You lose your free will; your mind slips into the madhouse, as
if it was exploring, looking for its identity, but you find you are
simple an object, a drain to pour down the remains of the river…

You are an object acting upon others; you smile and frown—as the
moment demands, and try to make it through the day, counting the
hours away, until it is time to drink again. You feel like the clown, and
you want to become drowned in your obsessive river of beer and booze, a
death and rebirth, a night to morning curse, engagement…sobering
only means getting ready again for the fathomless tides in your mind
the shut off valves that make you crave for your drink, swim in your
pitiful river, unloading those contemptible thoughts, yellow-eyed
monsters, caught in a storm, never to diminish soon, for you have entered
no-man’s-land, a no-man’s zone: dreamscapes, obscure revelations…
colorful cuckoo birds, hiding in another’s nest—that becomes
your life! Your quest, you plight; this is really you in a nutshell,
this is you, at your best, your worse, is yet to come.

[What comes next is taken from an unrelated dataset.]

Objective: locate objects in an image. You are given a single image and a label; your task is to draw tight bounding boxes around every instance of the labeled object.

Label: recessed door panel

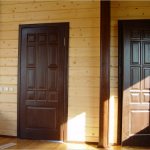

Your sleep is twisted, you really never get it, and you pass out. Your
breath horrid, dry, stale, and you reek in your sleep, and moon, and snore
and fart—as if your guts were to explode, and it is a horror and living
and dying horror. You want the world around you to drop dead,
but it never does, never will, and you know your time is up soon:
your muscles and thoughts are like potatoes, your insides like mush,
and you try to open the door, but your hands shake, you are no longer your
own keeper. You are a cat’s tail, a dog’s limb, a hollow owl,
an anchor too heavy to move, with a grass head and beard,
and puppet walk, you cry: “How do I stop!” Your heart is hardly
pumping it is almost completely plugged, soon to explode like a volcanic
eruption and when it splits, that is all that will be left.
And if you live through all this, you find out there are no secrets
to sobriety: only your will and God’s!


Note: The greatest gifts I ever received from God goes as follows: life and birth, sobriety and faith, peace with God, my mother, my wife…sleep, everything else, everything beyond this, was a bonus.